Attackers Using Legitimate Windows Tool for Cryptocurrency Mining Malware

Introduction

Attackers with IP addresses based in France, Luxembourg, and Germany have been utilizing Advanced Installer, a legitimate Windows tool, to create software packages that drop cryptocurrency mining malware on computers across several sectors.

Payloads and Threats

In a blog post on September 7, Cisco Talos researchers revealed that the payloads included the M3_Mini_RAT client stub. This remote access trojan allows the attackers to establish a backdoor and download and execute additional threats, such as the Ethereum cryptocurrency mining malware PhoenixMiner and IOIMiner, a multi-coin mining threat.

Targeted Verticals

The campaign primarily targets verticals that heavily rely on 3D modeling and graphic design. These sectors use computers with high GPU specifications and powerful graphics cards, which are useful for generating cryptocurrency.

Advanced Installer and Malicious Scripts

The attackers used Advanced Installer to package legitimate software installers like Adobe Illustrator and Autodesk 3ds Max with malicious scripts. They leveraged the Custom Action feature in the Windows tool to make the software installers execute the malicious scripts on computers in the architecture, engineering, construction, manufacturing, and engineering sectors.

Geographical Targets

The attacks predominantly target users in France and Switzerland, with a few infections in other areas including the United States, Canada, Algeria, Sweden, Germany, Tunisia, Madagascar, Singapore, and Vietnam. Most of the software installers used in this campaign are written in French, indicating a focus on French-speaking users.

Impact on Organizations

Long-running campaigns like this can have a lasting impact on organizations. Once attackers gain deep access to a network, they can gather and exfiltrate confidential data and plant logic bombs that could lead to ransomware attacks. Additionally, the draw on powerful GPU systems can slow work output, shorten hardware lifespan, and increase power usage.
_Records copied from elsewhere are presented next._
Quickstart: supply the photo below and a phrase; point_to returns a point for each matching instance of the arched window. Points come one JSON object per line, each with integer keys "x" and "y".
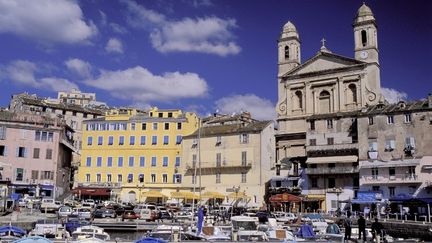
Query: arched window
{"x": 298, "y": 100}
{"x": 324, "y": 102}
{"x": 286, "y": 52}
{"x": 352, "y": 93}
{"x": 364, "y": 37}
Importance of Collaboration

Operations and security teams need to work together across their traditional silos to detect and prevent such attacks. Traditional security tools may not be able to detect these stealth attacks, so operational tools like performance monitoring should be tuned to observe and alert on anomalous behavior.

Indirect Revenue Generation

Threat actors choose their targets based on various motivations and methods. In this case, the attackers have chosen an indirect method to generate revenue through cryptomining by targeting users of specific software installers, especially those for 3D modeling and graphic design.

Comparison with Banks

Guenther from Critical Start explains that breaking into a bank’s systems directly is challenging and carries a high risk of detection. On the other hand, individual users or businesses in fields like 3D modeling or graphic design may not have stringent cybersecurity measures, making them easier targets for cryptomining operations.

Stealthy Malware and Distribution Methods

Cryptocurrency mining malware can run stealthily in the background, consuming only a fraction of available resources. This allows the malicious activity to persist longer without being noticed. Trojanizing popular software installers provides threat actors with an easier distribution method, and leveraging tactics like search engine optimization poisoning can lead to a higher rate of downloads and subsequent infections.